The ongoing COVID-19 pandemic has taken the lives of millions, and the persistent appearance of novel variants underscores the virus's sustained presence in the human population. Despite the current accessibility of vaccines and the burgeoning field of antibody-based therapies, the long-term effects on immune response and protective capabilities remain uncertain. The identification of protective antibodies in individuals is frequently reliant on highly specialized, challenging assays, like functional neutralizing assays, which are generally not available in clinical laboratories. Practically speaking, there is an urgent demand for producing fast, clinically useful assays which align with neutralizing antibody tests, thereby identifying subjects who might profit from additional vaccination or bespoke COVID-19 therapies. A novel semi-quantitative lateral flow assay (sqLFA) is introduced in this report, assessing its performance in detecting functional neutralizing antibodies from the serum of COVID-19 convalescent individuals. hepato-pancreatic biliary surgery A substantial positive correlation was observed between sqLFA and neutralizing antibody levels. The sqLFA assay displays remarkable sensitivity at reduced assay cutoffs for identifying a spectrum of neutralizing antibody concentrations. Increased cutoff values lead to the detection of elevated levels of neutralizing antibodies with a high degree of specificity. The sqLFA, capable of identifying any level of neutralizing antibodies to severe acute respiratory syndrome coronavirus 2 (SARS-CoV-2), serves as a versatile tool for identifying individuals with high levels of neutralizing antibodies who potentially do not need antibody-based therapies or additional vaccinations.

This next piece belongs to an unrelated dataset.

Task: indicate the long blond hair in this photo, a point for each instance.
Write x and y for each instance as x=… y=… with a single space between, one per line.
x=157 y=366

Our prior description of transmitophagy involved the shedding of mitochondria from retinal ganglion cell (RGC) axons, which are then subsequently transported to and degraded by neighboring astrocytes situated in the optic nerve head of mice. Considering the prominent role of Optineurin (OPTN), a mitophagy receptor and a significant glaucoma gene, and the axonal damage prevalent at the optic nerve head in glaucoma, this study explores the potential effect of OPTN mutations on transmitophagy. Live imaging of Xenopus laevis optic nerves highlighted a difference in the effect of human mutant OPTN versus wild-type OPTN. Mutant OPTN, but not wild-type OPTN, increased stationary mitochondria and mitophagy machinery, showing colocalization within and, in the context of glaucoma-associated OPTN mutations, beyond RGC axons. Extra-axonal mitochondria are targeted for degradation by astrocytes. Our research affirms the observation that, in RGC axons under normal circumstances, mitophagy is limited, but glaucoma-induced disruptions in OPTN result in enhanced axonal mitophagy, characterized by mitochondrial shedding and subsequent astrocytic degradation.